In the islands, we might buy a couple of bikes to get around.  But that is not likely immediately.  Bicycles and pedestrians in general fall into second class citizenship on the island roads.  Even if the majority of the population walks, you are constantly listening for that break in the silence as a car or truck approaches.  Edging off to the side ditches for safety.  And then there’s the question of where you store your bikes on the already crowded deck of your boat.  Bicycling?  Well, maybe.

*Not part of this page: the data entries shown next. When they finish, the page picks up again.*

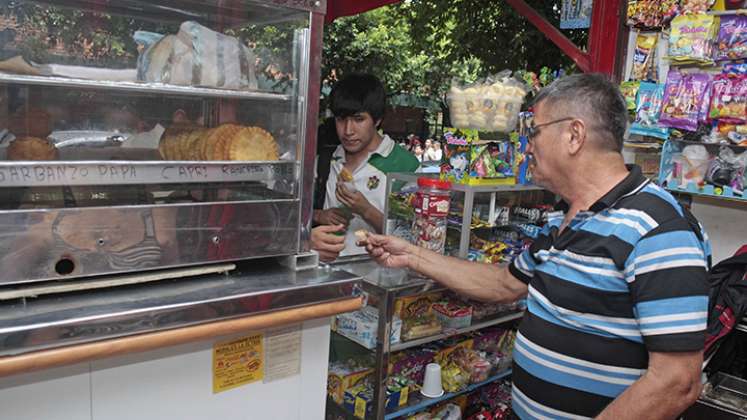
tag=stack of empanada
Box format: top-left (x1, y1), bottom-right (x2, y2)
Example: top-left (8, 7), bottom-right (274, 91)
top-left (158, 124), bottom-right (278, 161)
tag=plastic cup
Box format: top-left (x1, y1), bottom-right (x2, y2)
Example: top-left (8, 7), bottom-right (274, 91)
top-left (420, 363), bottom-right (444, 398)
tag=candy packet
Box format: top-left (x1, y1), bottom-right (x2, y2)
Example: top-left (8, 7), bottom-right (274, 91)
top-left (628, 0), bottom-right (679, 29)
top-left (620, 81), bottom-right (641, 111)
top-left (630, 82), bottom-right (669, 140)
top-left (631, 33), bottom-right (658, 80)
top-left (669, 14), bottom-right (719, 64)
top-left (708, 74), bottom-right (747, 124)
top-left (659, 69), bottom-right (710, 131)
top-left (716, 15), bottom-right (747, 60)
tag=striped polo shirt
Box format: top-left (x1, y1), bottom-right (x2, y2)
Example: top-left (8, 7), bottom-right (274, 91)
top-left (509, 166), bottom-right (710, 419)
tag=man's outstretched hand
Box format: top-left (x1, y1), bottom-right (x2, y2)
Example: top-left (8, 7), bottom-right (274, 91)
top-left (359, 233), bottom-right (417, 268)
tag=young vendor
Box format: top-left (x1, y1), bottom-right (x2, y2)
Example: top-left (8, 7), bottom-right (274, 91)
top-left (312, 74), bottom-right (419, 260)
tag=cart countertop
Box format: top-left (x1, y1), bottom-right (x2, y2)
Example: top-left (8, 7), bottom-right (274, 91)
top-left (0, 261), bottom-right (361, 356)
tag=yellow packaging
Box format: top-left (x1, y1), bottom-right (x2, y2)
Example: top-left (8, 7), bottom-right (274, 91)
top-left (434, 338), bottom-right (475, 366)
top-left (327, 368), bottom-right (373, 405)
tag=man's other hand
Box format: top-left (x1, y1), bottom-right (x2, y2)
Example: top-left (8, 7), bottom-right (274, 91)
top-left (366, 233), bottom-right (416, 268)
top-left (311, 224), bottom-right (345, 262)
top-left (314, 209), bottom-right (350, 227)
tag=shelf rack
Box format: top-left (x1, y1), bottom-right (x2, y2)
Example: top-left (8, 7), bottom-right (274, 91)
top-left (331, 258), bottom-right (523, 420)
top-left (384, 369), bottom-right (511, 420)
top-left (0, 73), bottom-right (302, 102)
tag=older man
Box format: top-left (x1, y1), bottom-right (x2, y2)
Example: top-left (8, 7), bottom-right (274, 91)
top-left (367, 74), bottom-right (710, 419)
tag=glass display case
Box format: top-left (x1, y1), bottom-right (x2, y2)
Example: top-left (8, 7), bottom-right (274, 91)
top-left (0, 0), bottom-right (326, 284)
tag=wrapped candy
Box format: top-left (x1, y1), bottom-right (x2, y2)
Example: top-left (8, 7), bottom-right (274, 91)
top-left (669, 14), bottom-right (719, 64)
top-left (659, 69), bottom-right (710, 131)
top-left (681, 0), bottom-right (713, 14)
top-left (709, 74), bottom-right (747, 124)
top-left (631, 33), bottom-right (658, 80)
top-left (716, 15), bottom-right (747, 60)
top-left (620, 81), bottom-right (641, 111)
top-left (630, 82), bottom-right (669, 140)
top-left (628, 0), bottom-right (679, 29)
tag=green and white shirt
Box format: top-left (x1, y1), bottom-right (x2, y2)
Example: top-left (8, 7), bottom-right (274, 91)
top-left (324, 134), bottom-right (420, 256)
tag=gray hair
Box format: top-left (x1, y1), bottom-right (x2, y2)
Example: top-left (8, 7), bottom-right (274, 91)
top-left (533, 73), bottom-right (628, 152)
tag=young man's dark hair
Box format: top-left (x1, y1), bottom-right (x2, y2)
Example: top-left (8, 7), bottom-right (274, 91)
top-left (330, 73), bottom-right (386, 125)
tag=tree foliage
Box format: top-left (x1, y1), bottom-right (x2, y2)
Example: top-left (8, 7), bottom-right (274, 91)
top-left (322, 0), bottom-right (586, 98)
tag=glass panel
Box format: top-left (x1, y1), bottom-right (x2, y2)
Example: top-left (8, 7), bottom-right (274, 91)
top-left (0, 0), bottom-right (310, 209)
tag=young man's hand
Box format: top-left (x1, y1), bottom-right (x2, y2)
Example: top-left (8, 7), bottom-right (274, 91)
top-left (335, 184), bottom-right (372, 218)
top-left (314, 209), bottom-right (350, 227)
top-left (366, 233), bottom-right (417, 268)
top-left (311, 224), bottom-right (345, 262)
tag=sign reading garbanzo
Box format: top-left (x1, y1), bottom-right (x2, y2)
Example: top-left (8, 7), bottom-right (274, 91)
top-left (213, 333), bottom-right (264, 393)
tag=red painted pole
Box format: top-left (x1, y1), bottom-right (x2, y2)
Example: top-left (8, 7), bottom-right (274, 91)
top-left (506, 0), bottom-right (592, 72)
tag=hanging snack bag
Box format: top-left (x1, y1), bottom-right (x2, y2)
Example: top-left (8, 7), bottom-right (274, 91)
top-left (682, 0), bottom-right (713, 14)
top-left (659, 69), bottom-right (709, 131)
top-left (620, 82), bottom-right (641, 111)
top-left (632, 33), bottom-right (657, 80)
top-left (630, 82), bottom-right (669, 140)
top-left (628, 0), bottom-right (679, 29)
top-left (708, 74), bottom-right (747, 124)
top-left (669, 14), bottom-right (719, 64)
top-left (698, 73), bottom-right (713, 125)
top-left (716, 15), bottom-right (747, 60)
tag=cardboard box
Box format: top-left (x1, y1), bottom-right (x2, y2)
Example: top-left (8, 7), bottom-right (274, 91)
top-left (327, 362), bottom-right (374, 405)
top-left (335, 306), bottom-right (402, 349)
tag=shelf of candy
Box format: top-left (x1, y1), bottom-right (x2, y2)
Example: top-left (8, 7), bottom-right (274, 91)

Taking a cab or bus won’t increase your speed by much.  The experienced drivers won’t go faster than about 25 miles per hour  because of the frequent speed bumps, potholes and poor conditions of the roads.  And because most of these islands are volcanic, rather than built on flat coral, the land is hilly, very steep in places, with lots of inlets and valleys; the roads twist and turn and rise and fall in rather precipitous ways. In fact the roads are engineering marvels!  While for most of us in these United States, twenfy-five miles per hour is reserved for the traffic jam on the interstate.

And when we’re out on the water, the fastest our sailboat will go either under power (two diesel engines) or sail is its hull speed.  Marine engineers use this formula to calculate hull speed:  Hull speed in knots equals 1.34 times the square root of the boat’s length at the waterline.  Here’s how it works:  when a boat moves, it’s pushing water out of its way.  As a boat begins to move, it creates a wave at the bow and another wave at the stern.  When a boat is moving fast enough, the two waves become one long one.  That’s when the boat reaches its hull speed.  And unless your engines and sails can push the boat onto the top of the bow wave (it’s called planing and many smaller boats can do this – think ski boats), the fastest your boat will go is its hull speed.  And that would be under the best of conditions.  In our case, the length of our boat at the waterline is thirty-eight feet, one inch, so the hull speed is 8.26 knots.  To reach hull speed is a thrill ride – at 8.26 knots (or 9.505 miles per hour). 

The first boat we ever owned was a daysailer we kept in the garage, all 17 feet of it.  I’d come home after a 60 mile per hour day and relax into a thrill ride at 5.5 knots.  That’s part of what undergirds my love of sailing.  It SLOWS ME DOWN.

There’s time to think, sort through, reflect, listen and with them, comes all kinds of good gifts.  For the time we’re away, we won’t be accomplishing as much each day (not when you have to walk or take the dinghy to do your grocery shopping and laundry), and we won’t be traveling as many miles, and  the miles we do will definitely be in slow speed.

I’m trusting there’ll be some good gifts ahead.

Dave

Theological Footnote:  Our image of Creation has always suggested that God created the world in six action-packed, high speed “days and then God finally “rested” on the seventh.  As though God slumped into the lawn chair at the end of the week with a glass of iced tea or a cold one.  Might it be that a different reading of the Scriptures would suggest that our God is a slow moving God, that a “day” is a decade, or a millennium, that the Creation was a slow-moving act, and that in our moving slow, we creatures come to know God the Creator all the better?